From Behavioral Climate Models and Millennial Data to AGW Reassessment
Abstract
Philippe de Larminat
Context: The so called AGW (Anthropogenic Global Warming), is based on thousands of climate simulations that indicate that human activity is virtually solely responsible for the recent global warming. The climate models used are derived from the meteorological models used for short-term predictions. They are based on the fundamental and empirical physical laws that govern the myriad of atmospheric and oceanic cells integrated by the finite element technique. Numerical approximations, empiricism and the inherent chaos in fluid circulations make these models questionable for validating the anthropogenic principle, given the accuracy required (better than one per thousand) in determining the Earth energy balance.
Aims and methods.: The purpose is to quantify and simulate behavioral models of weak complexity, without referring to predefined parameters of the underlying physical laws, but relying exclusively on generally accepted historical and paleoclimate series.
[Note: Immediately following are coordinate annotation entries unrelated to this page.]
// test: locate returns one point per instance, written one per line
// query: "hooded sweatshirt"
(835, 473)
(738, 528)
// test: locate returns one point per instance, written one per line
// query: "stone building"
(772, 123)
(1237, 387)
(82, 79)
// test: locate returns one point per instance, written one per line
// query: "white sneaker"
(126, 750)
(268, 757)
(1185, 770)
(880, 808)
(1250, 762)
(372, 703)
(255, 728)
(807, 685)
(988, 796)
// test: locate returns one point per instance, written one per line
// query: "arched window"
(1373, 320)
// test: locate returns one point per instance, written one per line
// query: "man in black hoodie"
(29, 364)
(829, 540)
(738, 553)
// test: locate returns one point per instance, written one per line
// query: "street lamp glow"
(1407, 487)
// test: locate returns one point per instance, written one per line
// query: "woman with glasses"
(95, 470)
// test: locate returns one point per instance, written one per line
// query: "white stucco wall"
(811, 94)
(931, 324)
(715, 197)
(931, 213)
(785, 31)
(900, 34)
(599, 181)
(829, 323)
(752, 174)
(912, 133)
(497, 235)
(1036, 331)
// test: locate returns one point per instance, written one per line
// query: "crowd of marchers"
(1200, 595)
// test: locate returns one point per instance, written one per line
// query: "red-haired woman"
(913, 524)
Results: These models perform global temperature simulations that are consistent with those from the more complex physical models. However, the repartition of contributions in the present warming depends strongly on the retained temperature reconstructions, in particular the magnitudes of the Medieval Warm Period and the Little Ice Age. It also depends on the level of the solar activity series. It results from these observations and climate reconstructions that the anthropogenic principle only holds for climate profiles assuming almost no PCA neither significant variations in solar activity. Otherwise, it reduces to a weak principle where global warming is not only the result of human activity, but is largely due to solar activity.